Only a few days left of voting for the Black Weblog Awards. Please head over here to vote for me. Please!
Picture it. I’m standing outside the AMC waiting for my sister and my bestie. Loaded with bags, headphones in my ears, my face in its typical resting position of mean mug. I’m watching the time, texting a hottie, and trying to determine whether I have time for a quick trip to World’s Biggest Bookstore before those heaux show up.
Suddenly I’m interrupted by a strange voice. Being a person who hates being interrupted even in the best of circumstances, I’m annoyed before I even begin to process what he’s saying. I look up, my eyes in the half-rolled position, and find a ruffian asking me if I have an extra cigarette. I exhale loudly.
My policy on giving out cigarettes to strangers is very simple. If they don’t say please, I say no. And this dude did not say please so even though I had my cigarette pack in my hand – open so it was clear that I had many more left in the pack – my answer was a terse “No”. And I went back to my text conversation.

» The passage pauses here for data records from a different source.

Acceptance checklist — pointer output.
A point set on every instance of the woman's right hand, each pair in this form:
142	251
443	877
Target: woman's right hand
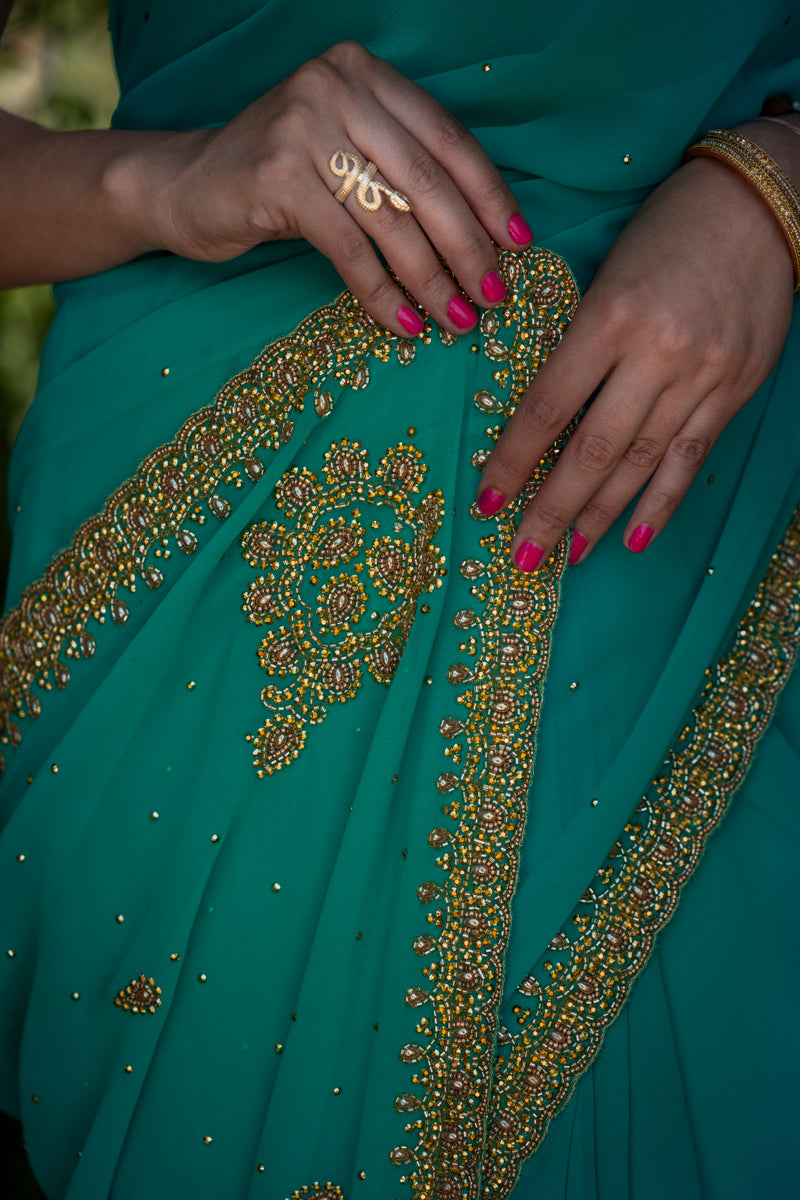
266	175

But the ruffian didn’t leave. No instead he began to talk to me. He’s twitching, he has no shoes on. He’s rubbing his nose and looking over his shoulder every 2.5 seconds. He’s scratching his head, smoothing back his mullet, and talking and talking and talking.
I start to get that frantic look in my eyes; like oh God why won’t this creature move from in front of me? I’m darting glances at strangers as they pass by; signaling to them that I’m just as horrified by this person as they are, even if I appear to be engrossed in conversation with him. And he’s talking and talking and talking.
He’s telling me how he just got out of jail for a bank robbery he didn’t commit. How he was in jail for six months and his girl has a baby that he’s not sure is his. But he got her name tattooed on her arm anyway because he really loves her. He’s telling me that she’s a Crip; that she’s trying to leave gang life but once you’re in there is no out. He’s telling me about the last time he went to jail – for stealing two of his grandfather’s cars and driving drunk. He’s telling me about the little kid he took under his wings while he was doing “dead time” (he’s also explaining to me what dead time means”) and how the other guys “on the range” would have fucked that kid up for snitching if it weren’t for him.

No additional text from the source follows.